- Does my business need a privacy notice?
- What information do we need in our privacy notice?
- Do I need a cookie warning notice on my website?
- I've made a privacy notice. What now?
- Where do I put my privacy notice?
- Why does my business need a privacy notice?
- Do I need a privacy notice on my website?
- Do I need to pay a specialist to write a privacy notice?
- Can I monitor staff without their knowledge?
Yes. If your company holds personal data – which is generally any small business, charity or group that has information about people such as their names and email addresses – you’ll need a privacy notice.
There are very few situations when privacy information isn’t needed. Please contact us if you think you might be in one of those situations – we’re here to help.
The information you need to provide in your privacy notice includes:
- why you’re processing people’s personal data;
- how long you’ll be keeping it for; and
- who you’ll be sharing it with.
Everything you include in your privacy notice needs to be simple to read and easy for people to access. It also needs to be transparent, which will help those you do business with to trust you with their data.
Yes. Visitors to your website need to be told that cookies are being used, and what they do.
If the cookies aren’t strictly necessary to the running of your website, you’ll also need the user’s agreement to use them.

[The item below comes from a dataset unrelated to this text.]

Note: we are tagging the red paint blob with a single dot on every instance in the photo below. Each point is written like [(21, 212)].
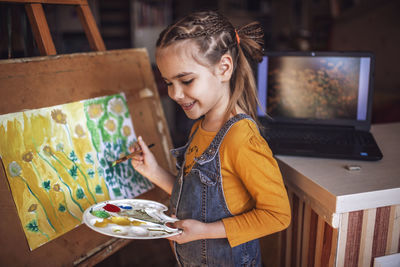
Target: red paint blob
[(111, 208)]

You should give your privacy notice to people when you first collect their personal details, and make sure it’s available to view if they want to see it at a later date. This helps to build trust. Whether it’s in a poster, a web page or a pop-up, the important thing is that people know where to find it. If you don’t get their details directly, let them know where they can find your privacy notice as soon as possible, and within one month.

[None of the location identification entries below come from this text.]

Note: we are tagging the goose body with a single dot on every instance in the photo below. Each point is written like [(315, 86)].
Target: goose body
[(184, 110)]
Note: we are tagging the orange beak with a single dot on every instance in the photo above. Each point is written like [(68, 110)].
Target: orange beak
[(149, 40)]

You need to review your privacy notice regularly to make sure it’s up-to-date and proactively bring any changes to people's attention.
Whether you’ve made your own privacy notice from scratch or used our privacy notice template, you should make it freely available and easy to access by those whose personal data you collect, as soon as possible.
For example, Conor is a cake maker. When he takes enquiries from customers by email, he includes a link to his privacy notice in his reply, usually at the end as part of his signature. His voicemail includes the web address for where customers can find his privacy notice. Also, a link to his privacy notice is immediately visible on the contact form page on Conor’s website. This means people can see it before they start putting their details in to the contact form.
If you prefer, you could print some copies to hand out to people, or you can verbally tell them what you intend to do with their personal data. You don’t have to give people all the information in your privacy notice in one go, which could be time-consuming. Instead, you can briefly explain some of the key points when you collect the data and then let them know where they can find the full version.
For example, Penny is a physiotherapist, working in the private sector. She doesn’t have a website. She has a sign on display at her reception which says there are copies of her privacy notice available as printouts for customers to take away with them. She also attaches it to her appointment emails.
When speaking with new clients, Penny’s receptionist highlights that a privacy notice is available and tells clients how they can get a copy. She also lets the clients know that Penny may share their information with their GP or other medical professional if she believes it’s necessary to protect their health. The receptionist tells clients about this specific section as they may not be aware their data could be shared in this way.
If you’re unsure what to do in your situation, please contact us. We’re here to help.
Providing privacy information is one of the key requirements of the UK GDPR. Your privacy notice lets people know what you’re doing with their data. It gives them reassurance that you’ve thought about how you’ll keep it safe, whether you’ll share it with anyone else and what you’ll do with it when it’s no longer needed. This will do two important things for your business: it will help you to build trust with your clients and customers, and it will show the ICO that you take your data protection responsibilities seriously.
Data protection is everyone’s responsibility, so every business – however small – needs a privacy notice when processing people’s data.
This is because people have a right to know how you use their information before they decide to give it to you. If people don’t give you their details directly, but you get them from another company, you still have to let those people know within a month how you plan to use it. People care about their data so it makes good business sense to be proactive.
The YouTube video on this page uses YouTube’s privacy-enhanced mode and may set a cookie on your device. See our cookies page for more information.
Yes, you need a privacy notice on your website if that’s mainly how your clients and customers find you. If you don’t have a website, you could print some copies to hand out to people, or you can verbally tell them what you intend to do with their personal data.
The important thing is to tell people, in simple terms, what you’ll do with their data. This will help to make sure your relationships with your clients or customers are built on foundations of trust from the very beginning.
No, most small organisations – including small businesses, sole traders and small charities or groups – will be able to make their own privacy notice for free using our simple template.
We know that small organisations often don’t have the resources that larger organisations have to help them comply with data protection regulations. That’s why our SME web hub has lots of tools and resources to help you get started and check how you’re doing. You can also contact us if you need advice. We’re here to help.
Yes, in exceptional circumstances where telling them would defeat the point of the monitoring. For example, if you suspect they might be breaking the law. This should only be done as part of a specific investigation, and for a limited period of time. You must make your policies clear about when monitoring — covert or not — might take place.
You should also complete a data protection impact assessment before beginning any covert monitoring.